Прелесть
Шрифт:
Перед сном, лежа на койке, он много об этом думал и наконец все понял.
У человека всегда, еще с пещерных времен, имелись эти способности, но тогда – да и сейчас – человек не осознавал и не развивал их. Он пошел другой дорогой, дорогой не разума, но грубой силы, и выстроил замечательную, восхитительно хитроумную механистическую культуру, собственными руками и неустанным тяжелым трудом создал сложнейшие машины, чтобы те выполняли работу, которую человек способен был выполнять одной лишь силой мысли – стоило только захотеть! Но человек не захотел, он спрятал силы разума за пеленой витиеватого пустословия, а в погоне за интеллектуальным статусом
Произошедшее, говорил себе Эмби, не было случайностью, капризом судьбы человечества; нет, произошедшее было предначертано и незыблемо, словно восходы и закаты. Человек лишь вернулся на тропу, по которой ему следовало идти с самого начала. Проблуждав многие века в дремучей чащобе, человечество вновь ступило на верный путь. Даже не будь децентрализации с последующим сносом прежней культуры, рано или поздно человечество все равно вернулось бы на этот путь, ибо в технологическом мире непременно наступил бы переломный момент, момент упадка и разрушения, пик развития машин, ведь должна же существовать точка предельной сложности – и у машин, и у живых существ.

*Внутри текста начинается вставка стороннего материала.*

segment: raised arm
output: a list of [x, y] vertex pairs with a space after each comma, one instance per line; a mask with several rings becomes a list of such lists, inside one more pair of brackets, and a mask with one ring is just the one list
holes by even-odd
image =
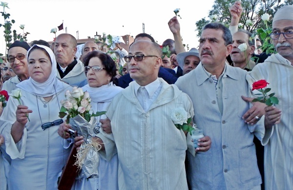
[[174, 17], [171, 19], [168, 22], [168, 25], [174, 36], [175, 49], [176, 53], [178, 54], [179, 53], [185, 52], [186, 51], [184, 46], [183, 46], [180, 34], [180, 24], [177, 17]]

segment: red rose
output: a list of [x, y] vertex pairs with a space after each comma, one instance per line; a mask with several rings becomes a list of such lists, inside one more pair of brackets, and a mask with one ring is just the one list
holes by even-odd
[[252, 84], [252, 89], [251, 90], [257, 90], [267, 87], [270, 83], [268, 83], [265, 80], [260, 80], [256, 81]]
[[8, 101], [8, 98], [9, 98], [9, 96], [8, 96], [8, 93], [7, 91], [3, 90], [0, 91], [0, 95], [2, 95], [5, 97], [5, 99], [6, 101]]

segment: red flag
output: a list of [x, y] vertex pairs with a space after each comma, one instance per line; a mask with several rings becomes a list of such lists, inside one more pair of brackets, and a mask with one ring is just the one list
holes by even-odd
[[63, 22], [58, 26], [58, 30], [63, 30]]

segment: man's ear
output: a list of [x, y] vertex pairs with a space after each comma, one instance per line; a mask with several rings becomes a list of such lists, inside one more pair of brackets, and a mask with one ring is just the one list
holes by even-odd
[[77, 51], [77, 47], [74, 47], [73, 48], [73, 55], [75, 56], [75, 54], [76, 54], [76, 52]]
[[250, 51], [249, 51], [250, 55], [252, 55], [255, 50], [255, 46], [254, 45], [251, 45]]

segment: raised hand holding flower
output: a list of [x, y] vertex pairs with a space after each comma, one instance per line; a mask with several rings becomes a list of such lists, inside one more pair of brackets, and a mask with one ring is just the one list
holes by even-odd
[[180, 9], [179, 8], [177, 8], [177, 9], [176, 9], [174, 10], [174, 12], [175, 13], [175, 15], [176, 16], [176, 17], [179, 17], [180, 18], [180, 19], [182, 19], [181, 17], [180, 17], [180, 15], [179, 15], [178, 14], [180, 10]]
[[[273, 96], [275, 93], [272, 93], [269, 95], [267, 93], [271, 91], [270, 88], [266, 88], [268, 84], [270, 83], [268, 83], [265, 80], [260, 80], [256, 81], [252, 84], [252, 89], [251, 90], [257, 90], [261, 92], [261, 94], [255, 94], [256, 96], [258, 96], [257, 98], [254, 98], [252, 100], [252, 102], [260, 102], [262, 103], [265, 103], [268, 106], [272, 106], [273, 104], [279, 104], [279, 100], [276, 97]], [[265, 88], [264, 89], [264, 88]]]
[[[19, 103], [20, 103], [20, 105], [22, 105], [22, 104], [21, 103], [21, 98], [22, 96], [21, 94], [21, 90], [19, 88], [17, 88], [15, 90], [12, 90], [11, 91], [11, 93], [10, 94], [10, 96], [12, 96], [12, 98], [17, 99], [18, 100]], [[28, 117], [28, 115], [26, 114], [26, 117], [27, 117], [27, 119], [29, 122], [30, 122], [29, 118]]]

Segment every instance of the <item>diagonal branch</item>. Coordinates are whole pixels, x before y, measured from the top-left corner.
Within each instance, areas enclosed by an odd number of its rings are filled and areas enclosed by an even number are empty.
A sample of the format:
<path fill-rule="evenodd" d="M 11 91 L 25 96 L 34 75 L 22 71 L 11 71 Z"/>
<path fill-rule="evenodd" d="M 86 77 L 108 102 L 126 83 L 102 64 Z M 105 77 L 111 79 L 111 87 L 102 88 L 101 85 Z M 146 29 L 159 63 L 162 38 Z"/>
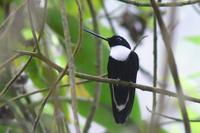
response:
<path fill-rule="evenodd" d="M 132 4 L 134 6 L 141 7 L 151 7 L 150 2 L 139 2 L 136 0 L 118 0 L 123 3 Z M 188 1 L 179 1 L 179 2 L 157 2 L 156 5 L 159 7 L 176 7 L 176 6 L 187 6 L 199 3 L 200 0 L 188 0 Z"/>
<path fill-rule="evenodd" d="M 56 69 L 58 72 L 61 72 L 63 70 L 62 67 L 53 63 L 52 61 L 50 61 L 48 58 L 46 58 L 42 54 L 38 54 L 38 53 L 34 53 L 34 52 L 27 52 L 27 51 L 18 51 L 18 53 L 20 53 L 21 55 L 28 55 L 28 56 L 36 57 L 36 58 L 40 59 L 41 61 L 45 62 L 46 64 L 48 64 L 50 67 Z M 69 72 L 67 71 L 65 74 L 68 75 Z M 137 88 L 137 89 L 142 90 L 142 91 L 156 92 L 156 93 L 162 94 L 162 95 L 167 95 L 167 96 L 171 96 L 171 97 L 178 97 L 177 93 L 167 91 L 165 89 L 161 89 L 161 88 L 157 88 L 157 87 L 135 84 L 135 83 L 132 83 L 132 82 L 126 82 L 126 81 L 121 81 L 121 80 L 119 81 L 119 80 L 116 80 L 116 79 L 103 78 L 101 76 L 93 76 L 93 75 L 89 75 L 89 74 L 85 74 L 85 73 L 79 73 L 79 72 L 75 72 L 75 76 L 77 78 L 81 78 L 81 79 L 87 79 L 87 80 L 103 82 L 103 83 L 120 84 L 120 85 L 123 85 L 123 86 L 129 86 L 131 88 Z M 195 102 L 195 103 L 200 103 L 200 99 L 190 97 L 190 96 L 187 96 L 187 95 L 184 95 L 184 99 L 186 99 L 188 101 Z"/>

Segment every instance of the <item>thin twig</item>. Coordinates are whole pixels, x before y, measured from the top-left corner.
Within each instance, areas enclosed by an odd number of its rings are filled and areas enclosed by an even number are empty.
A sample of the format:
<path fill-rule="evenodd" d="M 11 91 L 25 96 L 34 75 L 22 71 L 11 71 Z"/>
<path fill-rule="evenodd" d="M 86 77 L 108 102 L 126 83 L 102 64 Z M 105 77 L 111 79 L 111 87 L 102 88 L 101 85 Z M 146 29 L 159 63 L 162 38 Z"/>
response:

Да, в какой-то степени децентрализация принесла свою пользу, ускорила процесс – быть может, на тысячу лет, – но только и всего.
Теперь же человек вновь подбирает слова – банальные, избитые слова, – чтобы приглушить яркость явления непонятного и посему пугающего. Человека со способностями к телекинезу называют подъемщиком, телепата – искарем или говорильщиком, умение различать всемирную линию жизни нарекли вторым зрением, а человека, способного предвидеть будущее, обычно величают подглядой. А сколько еще способностей, о которых люди не имеют представления или в лучшем случае догадываются? И все их свалили в кучу, на которую нашлепнули общий ярлык со словом «магия». Но это не имеет особенного значения. Обычное простонародное словцо выполняет свои функции не хуже, чем корректная терминология; не исключено, что в итоге такие слова даже поспособствуют осознанию истины. Главное, на сей раз все эти способности не пропадут, не уйдут на задворки разума. Что-то случится, что-то обязательно должно случиться, чтобы люди вздрогнули и осознали свои реальные возможности.
Так он шагал от лагеря к лагерю, и задавать вопрос не было нужды, ибо этот вопрос шагал впереди него.
Он, человек-легенда, брел по дорогам, а потом до него дошли слухи о другом человеке-легенде: тот переезжал от лагеря к лагерю и везде распространял чудодейственные снадобья и целебные зелья.
Поначалу это были всего лишь слухи, но они повторялись все чаще, и наконец Эмби он набрел на лагерь, где врачеватель побывал не далее как неделю назад. Тем вечером, сидя у костра, Эмби слушал рассказы о чудесных исцелениях.
– Миссис Купер уже много лет на здоровье жаловалась, – рассказывала старушка, – все болела и болела, днями с постели встать не могла, да и желудок ничего не принимал. Выпила пузырек его микстуры – и вот вам нате, скачет как козочка, вы б ее только видели!
– А у меня ревматизм был, – рассудительно закивал старичок по ту сторону костра. – Да так привязался, что сил нет, кости ломило каждый божий день. Док нашего лагеря только руками разводил. А стоило глотнуть того средства… – Вместо слов он вскочил и лихо сплясал джигу.
Рассказы повторялись не в одном лагере, а в двух десятках, и везде звучали одинаково: раз – и готово, встал и пошел, как бабки отшептали.
Еще один, говорил себе Эмби. Еще один творец магии, человек, в совершенстве овладевший искусством врачевания. И спрашивал себя, чем же все это закончится.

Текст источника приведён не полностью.